It's probably super difficult to exactly quantify how much something costs, but I think it should be provable that public transit is cheaper per person than the maintaining the network of roads we have. Of course, it's also hard to quantify the worth of those roads when we have a natural disaster and public transit stops working...



>I haven't read of a public transit system where the fares covered the costs of building and operating it. I have read that MTA (NYC), BART(SF), Amtrak[1], NJTransit, and other US ones definitely are in the red year after year.

In all of those cases, the fares plus gain in property values far exceed their costs. Indeed, every one of those authorities realizes that it would be net money loser on the sales/property/business taxes generated if they could stop paying maintenance and shut down the transit systems for free.

[1] Edit: except maybe that one.


Hong Kong, Japan, Taiwan, and Singapore would very much like to disagree with you:

https://en.wikipedia.org/wiki/Farebox_recovery_ratio

Even the London tube does pretty well by this measure.
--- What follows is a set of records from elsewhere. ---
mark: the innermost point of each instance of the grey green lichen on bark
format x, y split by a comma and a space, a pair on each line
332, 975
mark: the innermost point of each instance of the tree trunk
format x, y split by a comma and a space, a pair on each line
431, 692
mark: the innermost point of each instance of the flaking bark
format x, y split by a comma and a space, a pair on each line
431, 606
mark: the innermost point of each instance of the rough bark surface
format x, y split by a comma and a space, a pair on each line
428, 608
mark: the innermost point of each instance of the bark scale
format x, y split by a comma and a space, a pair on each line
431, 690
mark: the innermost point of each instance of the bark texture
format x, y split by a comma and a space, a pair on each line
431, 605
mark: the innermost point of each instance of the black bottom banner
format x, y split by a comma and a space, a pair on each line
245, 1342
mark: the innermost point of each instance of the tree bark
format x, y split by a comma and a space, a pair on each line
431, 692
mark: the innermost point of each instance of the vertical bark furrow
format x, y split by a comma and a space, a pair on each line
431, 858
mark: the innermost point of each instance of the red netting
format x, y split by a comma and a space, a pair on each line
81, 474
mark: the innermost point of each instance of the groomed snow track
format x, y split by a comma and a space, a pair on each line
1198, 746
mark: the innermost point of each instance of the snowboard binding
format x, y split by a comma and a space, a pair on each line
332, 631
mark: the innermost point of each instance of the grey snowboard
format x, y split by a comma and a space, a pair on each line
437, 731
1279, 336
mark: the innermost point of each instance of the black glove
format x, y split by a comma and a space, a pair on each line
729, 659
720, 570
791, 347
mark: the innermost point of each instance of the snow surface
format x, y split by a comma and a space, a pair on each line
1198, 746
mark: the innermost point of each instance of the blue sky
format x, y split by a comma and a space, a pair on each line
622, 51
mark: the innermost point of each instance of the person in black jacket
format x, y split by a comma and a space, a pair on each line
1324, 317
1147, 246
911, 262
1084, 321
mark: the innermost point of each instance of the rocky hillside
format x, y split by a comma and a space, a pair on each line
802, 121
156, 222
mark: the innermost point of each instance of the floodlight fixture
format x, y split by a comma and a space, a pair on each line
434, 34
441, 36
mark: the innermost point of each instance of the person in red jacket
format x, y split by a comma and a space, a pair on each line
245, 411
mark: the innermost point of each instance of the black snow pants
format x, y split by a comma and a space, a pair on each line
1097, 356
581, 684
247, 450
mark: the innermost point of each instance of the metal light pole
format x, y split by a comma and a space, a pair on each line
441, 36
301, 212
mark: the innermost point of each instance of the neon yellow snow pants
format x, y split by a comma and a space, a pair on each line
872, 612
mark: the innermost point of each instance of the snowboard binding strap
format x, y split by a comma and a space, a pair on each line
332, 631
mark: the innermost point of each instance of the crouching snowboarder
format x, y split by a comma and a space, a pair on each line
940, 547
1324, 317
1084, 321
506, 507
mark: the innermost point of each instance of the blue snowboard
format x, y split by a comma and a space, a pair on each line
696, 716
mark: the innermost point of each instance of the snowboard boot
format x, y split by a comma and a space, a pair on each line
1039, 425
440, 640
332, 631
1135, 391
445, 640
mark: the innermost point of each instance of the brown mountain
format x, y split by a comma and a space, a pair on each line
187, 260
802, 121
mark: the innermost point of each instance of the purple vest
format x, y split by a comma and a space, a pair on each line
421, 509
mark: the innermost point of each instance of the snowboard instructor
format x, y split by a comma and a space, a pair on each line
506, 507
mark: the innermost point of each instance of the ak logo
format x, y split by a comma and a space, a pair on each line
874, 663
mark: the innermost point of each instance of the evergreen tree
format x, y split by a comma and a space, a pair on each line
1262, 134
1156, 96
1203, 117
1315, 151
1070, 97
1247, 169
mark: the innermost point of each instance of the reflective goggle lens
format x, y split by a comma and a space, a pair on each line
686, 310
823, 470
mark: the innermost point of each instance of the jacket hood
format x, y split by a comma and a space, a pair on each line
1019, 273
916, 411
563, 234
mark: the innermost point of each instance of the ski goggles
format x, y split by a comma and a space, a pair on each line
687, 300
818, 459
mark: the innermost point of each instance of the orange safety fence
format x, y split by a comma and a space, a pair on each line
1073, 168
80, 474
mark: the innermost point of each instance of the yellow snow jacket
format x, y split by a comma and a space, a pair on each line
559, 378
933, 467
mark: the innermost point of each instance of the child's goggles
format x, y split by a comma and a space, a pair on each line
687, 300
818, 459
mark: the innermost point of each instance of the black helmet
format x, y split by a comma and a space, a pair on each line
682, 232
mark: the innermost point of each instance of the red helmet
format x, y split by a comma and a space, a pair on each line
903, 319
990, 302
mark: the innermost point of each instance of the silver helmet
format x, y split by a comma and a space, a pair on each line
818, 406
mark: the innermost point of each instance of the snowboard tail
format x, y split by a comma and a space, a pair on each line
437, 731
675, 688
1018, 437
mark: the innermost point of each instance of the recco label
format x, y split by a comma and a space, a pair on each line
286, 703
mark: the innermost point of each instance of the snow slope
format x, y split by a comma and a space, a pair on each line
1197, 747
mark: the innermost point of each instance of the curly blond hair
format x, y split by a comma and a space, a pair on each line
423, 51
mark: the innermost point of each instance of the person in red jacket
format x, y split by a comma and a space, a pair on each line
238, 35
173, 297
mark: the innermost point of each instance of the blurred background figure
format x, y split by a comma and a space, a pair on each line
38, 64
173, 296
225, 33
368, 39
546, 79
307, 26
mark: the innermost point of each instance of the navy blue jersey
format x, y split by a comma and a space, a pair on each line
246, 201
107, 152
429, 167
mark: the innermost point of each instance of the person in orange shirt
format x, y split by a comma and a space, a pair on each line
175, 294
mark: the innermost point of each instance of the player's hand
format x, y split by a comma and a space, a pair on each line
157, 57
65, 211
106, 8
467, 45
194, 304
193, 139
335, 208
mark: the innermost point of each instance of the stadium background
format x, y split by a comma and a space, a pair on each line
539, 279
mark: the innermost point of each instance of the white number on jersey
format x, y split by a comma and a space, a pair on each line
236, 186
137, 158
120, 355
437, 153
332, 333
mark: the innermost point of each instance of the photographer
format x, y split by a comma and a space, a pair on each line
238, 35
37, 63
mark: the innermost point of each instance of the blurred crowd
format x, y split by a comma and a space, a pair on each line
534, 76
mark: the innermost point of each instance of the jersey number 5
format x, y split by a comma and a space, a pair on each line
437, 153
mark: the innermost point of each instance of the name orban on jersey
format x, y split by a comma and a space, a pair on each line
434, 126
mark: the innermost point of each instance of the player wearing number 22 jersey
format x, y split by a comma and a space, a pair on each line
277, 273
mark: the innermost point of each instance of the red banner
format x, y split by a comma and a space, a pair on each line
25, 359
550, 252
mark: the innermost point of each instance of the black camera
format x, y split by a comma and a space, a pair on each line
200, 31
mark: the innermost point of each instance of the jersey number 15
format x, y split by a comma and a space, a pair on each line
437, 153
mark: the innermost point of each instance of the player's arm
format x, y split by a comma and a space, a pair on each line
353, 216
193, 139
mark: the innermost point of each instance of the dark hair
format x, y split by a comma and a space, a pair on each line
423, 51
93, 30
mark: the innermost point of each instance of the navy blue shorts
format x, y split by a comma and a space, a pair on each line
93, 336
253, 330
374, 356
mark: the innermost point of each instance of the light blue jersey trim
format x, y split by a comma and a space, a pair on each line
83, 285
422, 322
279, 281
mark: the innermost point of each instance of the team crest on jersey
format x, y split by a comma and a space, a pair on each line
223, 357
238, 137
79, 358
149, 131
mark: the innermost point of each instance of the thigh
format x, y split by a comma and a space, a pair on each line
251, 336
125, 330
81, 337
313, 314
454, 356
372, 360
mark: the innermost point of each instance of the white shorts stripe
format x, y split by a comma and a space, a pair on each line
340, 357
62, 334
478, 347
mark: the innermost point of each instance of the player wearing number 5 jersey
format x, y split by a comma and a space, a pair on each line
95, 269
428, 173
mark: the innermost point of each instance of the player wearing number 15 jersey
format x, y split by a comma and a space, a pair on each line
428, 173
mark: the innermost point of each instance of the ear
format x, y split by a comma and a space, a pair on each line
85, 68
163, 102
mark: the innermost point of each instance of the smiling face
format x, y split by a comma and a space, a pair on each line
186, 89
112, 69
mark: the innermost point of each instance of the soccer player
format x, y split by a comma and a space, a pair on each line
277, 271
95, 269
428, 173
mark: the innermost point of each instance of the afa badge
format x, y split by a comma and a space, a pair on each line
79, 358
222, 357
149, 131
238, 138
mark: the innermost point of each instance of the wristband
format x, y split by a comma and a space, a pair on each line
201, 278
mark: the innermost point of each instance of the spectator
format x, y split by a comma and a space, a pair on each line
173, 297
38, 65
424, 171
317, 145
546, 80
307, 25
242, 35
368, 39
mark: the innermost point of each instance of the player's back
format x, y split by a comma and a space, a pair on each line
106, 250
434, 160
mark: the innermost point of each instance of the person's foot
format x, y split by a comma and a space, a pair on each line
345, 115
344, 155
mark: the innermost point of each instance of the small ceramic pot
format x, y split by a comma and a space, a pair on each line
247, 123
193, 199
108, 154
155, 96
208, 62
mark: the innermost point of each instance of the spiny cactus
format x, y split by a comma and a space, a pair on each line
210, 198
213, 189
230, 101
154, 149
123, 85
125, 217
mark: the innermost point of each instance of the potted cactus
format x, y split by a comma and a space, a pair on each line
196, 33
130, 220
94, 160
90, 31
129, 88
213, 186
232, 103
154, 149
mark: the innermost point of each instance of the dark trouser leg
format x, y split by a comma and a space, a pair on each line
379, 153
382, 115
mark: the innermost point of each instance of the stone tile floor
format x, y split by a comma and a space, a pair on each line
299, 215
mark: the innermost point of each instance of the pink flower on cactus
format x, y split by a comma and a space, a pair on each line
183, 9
I agree it is difficult to quantify the costs, but I wanted to get an idea.

A quick analysis shows that while a system like BART may operate at a loss of about one dollar per trip, that is not far off from the costs of operating our car and road network. Based on average fuel economy, and road expenses the state of California subsidies driving at a rate of about 6.2 cents per mile. I didn't find any hard sources, but a few references that the average commute may be about 12 miles. That would make the average subsidy for a commute to be about $0.75.

- BART looses about a dollar per trip: (https://www.citylab.com/transportation/2015/06/how-much-mone...) - California gas tax covers 22.7% of road costs: (https://taxfoundation.org/gasoline-taxes-and-tolls-pay-only-...) - Average fuel economy is 23.6 miles / gallon in the USA: (https://www.washingtonpost.com/news/wonk/wp/2013/12/13/cars-...) - The gas tax is 48.6 cents per gallon.

Math: - Total road expense per gallon of gas sold: 0.486/0.227 = $2.14 - Subsidy: 2.14-0.486 = $1.65 - Per mile $1.65/26.6 = $0.062


Why don't we make road construction cheaper? Most of those jobs are unionized and pay a prevailing wage, it'd be much cheaper to pay people less.